The only parameters that the genotyping engine consumes are around copy number. Unless otherwise specified, Avocado assumes that it is running on a diploid sample. To set the default copy number to another value, pass the ploidy with the -ploidy option. Additionally, copy number variants can be passed with the -cnv flag. The copy number variants should be described in the GFF format that is compatible with the DECA and XHMM copy number variant callers.

Variant Filtration

Avocado applies hard filters separately to SNPs and INDELs. The following hard filters can be applied:

  • min and max:
  • depth: The read depth covering the site.
  • rms_mapping_quality: The RMS quality of reads mapped at the site.
  • min and max, separately for het and hom genotypes:
  • allelic_fraction: The fraction of reads that support the major vs. minor allele. E.g., if 25 reads support the major (reference) allele and 75 reads support the minor (alternate) allele, the site has an allelic fraction of 0.75. For hom genotypes, only min is supported.
  • min only, separately for het and hom genotypes:
  • quality_by_depth: The genotype quality divided by the read depth. Sites with a low quality-by-depth may be highly covered (leading to high quality), but with low quality reads.

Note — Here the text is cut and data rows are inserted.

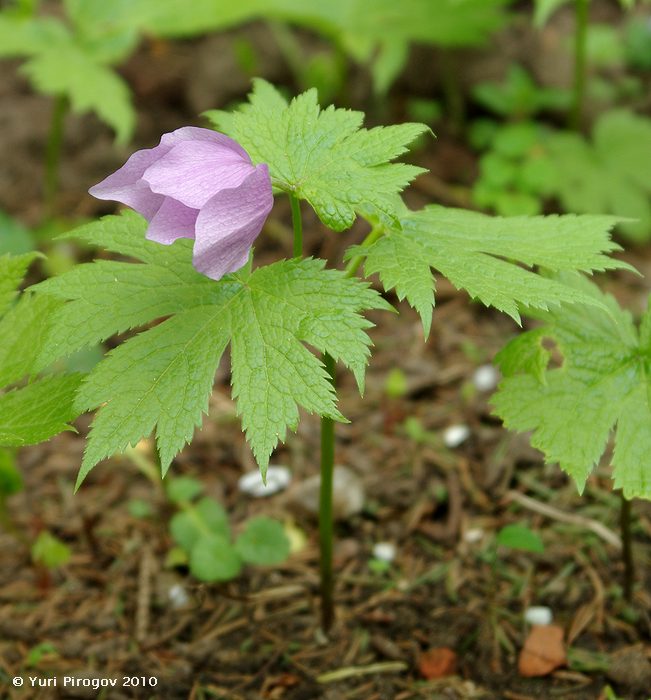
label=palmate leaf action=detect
[0,253,81,447]
[346,206,626,336]
[492,275,651,498]
[206,79,428,231]
[36,213,391,485]
[0,374,82,447]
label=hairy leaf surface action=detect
[347,206,626,335]
[492,275,651,498]
[36,213,391,483]
[206,79,428,231]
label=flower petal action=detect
[147,197,199,245]
[88,126,250,220]
[142,140,253,209]
[193,164,273,280]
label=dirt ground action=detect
[0,6,651,700]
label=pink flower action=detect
[89,126,273,280]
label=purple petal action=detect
[147,197,199,245]
[88,145,170,219]
[89,126,250,220]
[193,164,273,280]
[142,140,253,209]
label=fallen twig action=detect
[505,491,622,549]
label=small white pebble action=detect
[463,527,484,544]
[443,425,470,447]
[237,466,292,498]
[373,542,396,562]
[524,605,554,625]
[472,365,500,391]
[167,583,190,610]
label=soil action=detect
[0,6,651,700]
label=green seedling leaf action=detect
[235,517,289,566]
[21,44,135,143]
[170,498,231,552]
[166,476,203,504]
[32,530,72,569]
[127,498,154,519]
[346,206,626,336]
[25,642,59,668]
[206,79,429,231]
[492,276,651,498]
[35,214,391,485]
[0,449,23,494]
[495,525,545,554]
[190,535,242,583]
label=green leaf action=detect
[190,535,242,583]
[533,0,570,27]
[235,517,289,566]
[492,278,651,498]
[170,498,230,552]
[545,110,651,242]
[0,374,82,447]
[206,79,428,231]
[35,215,391,483]
[32,530,72,569]
[495,525,545,554]
[21,44,136,143]
[0,292,62,387]
[0,12,71,58]
[0,253,37,314]
[0,449,24,498]
[0,211,36,255]
[346,206,626,336]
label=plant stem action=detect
[346,224,384,277]
[569,0,590,131]
[289,194,303,258]
[319,353,336,632]
[45,95,68,219]
[619,493,635,603]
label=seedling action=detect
[167,478,289,583]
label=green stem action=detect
[569,0,589,131]
[319,353,336,632]
[346,224,384,277]
[619,493,635,603]
[289,194,303,258]
[45,95,68,219]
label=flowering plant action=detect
[28,81,622,629]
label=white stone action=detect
[463,527,484,544]
[291,466,366,520]
[524,605,554,625]
[167,583,190,610]
[443,425,470,448]
[373,542,396,562]
[472,365,500,391]
[237,465,292,498]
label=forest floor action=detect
[0,6,651,700]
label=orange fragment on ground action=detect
[518,625,567,676]
[418,647,457,680]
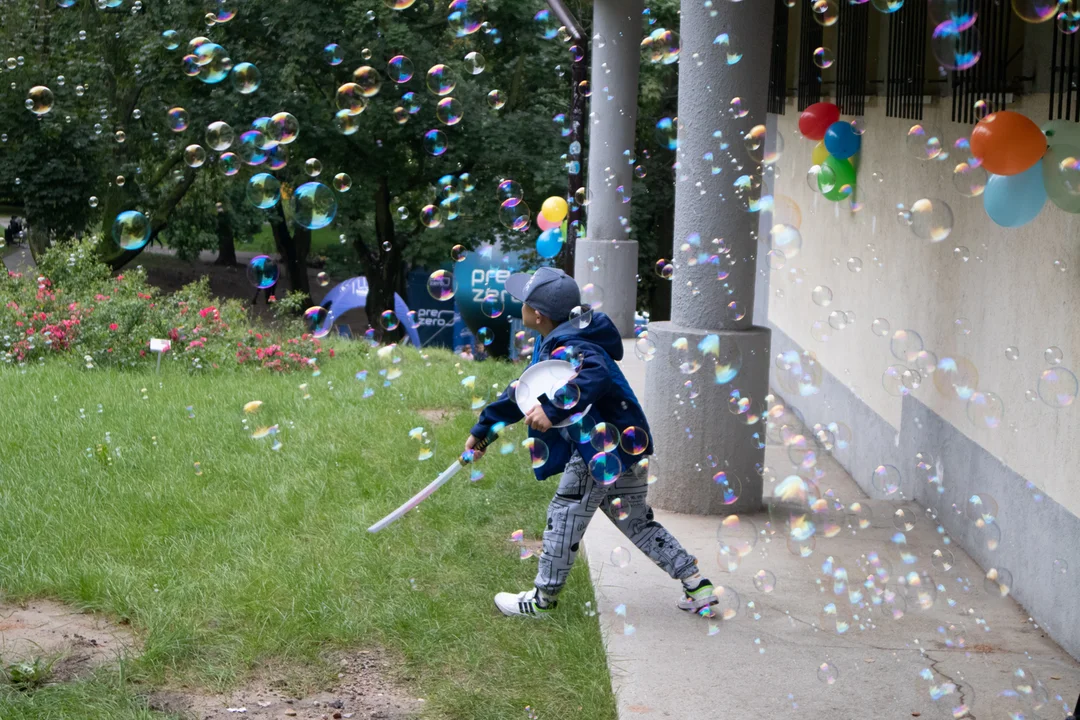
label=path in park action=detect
[591,342,1080,720]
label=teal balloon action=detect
[983,160,1047,228]
[1042,120,1080,148]
[1042,144,1080,214]
[825,120,863,160]
[537,228,563,259]
[818,155,855,203]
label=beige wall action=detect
[762,95,1080,515]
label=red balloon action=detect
[971,110,1047,175]
[799,103,840,140]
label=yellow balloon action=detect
[540,195,570,222]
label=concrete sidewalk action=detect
[585,343,1080,720]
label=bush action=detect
[0,239,334,371]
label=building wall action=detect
[758,95,1080,656]
[769,91,1080,514]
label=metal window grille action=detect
[799,0,824,112]
[953,0,1012,123]
[885,2,928,120]
[1047,16,1080,122]
[836,2,869,116]
[769,0,791,116]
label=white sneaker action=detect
[495,587,557,617]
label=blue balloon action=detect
[825,120,863,160]
[983,160,1047,228]
[537,228,563,259]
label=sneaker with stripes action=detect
[678,575,720,613]
[495,587,557,617]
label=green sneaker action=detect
[678,578,720,613]
[495,587,558,617]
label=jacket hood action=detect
[541,312,622,361]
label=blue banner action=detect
[406,270,457,349]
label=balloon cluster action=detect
[799,103,863,203]
[537,195,570,259]
[971,110,1080,228]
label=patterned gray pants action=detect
[536,452,698,595]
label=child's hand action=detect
[465,435,484,461]
[525,405,551,433]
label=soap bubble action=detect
[387,55,413,84]
[165,108,188,133]
[267,112,300,145]
[247,173,281,210]
[26,85,53,118]
[184,145,206,167]
[435,97,464,125]
[446,0,484,38]
[334,82,367,116]
[232,63,262,95]
[237,130,268,166]
[293,182,337,230]
[934,355,978,402]
[206,120,235,152]
[423,130,449,158]
[499,198,531,231]
[352,65,382,97]
[428,270,455,302]
[247,255,279,290]
[303,305,334,338]
[905,124,942,160]
[427,65,458,97]
[910,198,953,243]
[323,42,345,65]
[1038,367,1078,409]
[953,163,989,198]
[112,210,150,250]
[464,50,485,74]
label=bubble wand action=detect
[367,433,499,532]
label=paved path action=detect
[583,343,1080,720]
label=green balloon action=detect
[1042,144,1080,214]
[818,155,855,203]
[1042,120,1080,148]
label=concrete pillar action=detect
[646,0,773,515]
[573,0,645,338]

The default values are subject to change, but are described on the BiallelicGenotyper’s command line when -help is printed.

Translating to VCF

The BiallelicGenotyper saves its output as Apache Parquet, formatted using ADAM’s Genotype schema. To translate this representation back to VCF, you can use ADAM’s transformGenotypes command, or Avocado’s Jointer command. We recommend using the Jointer command, which will calculate variant QUAL for all genotyped sites.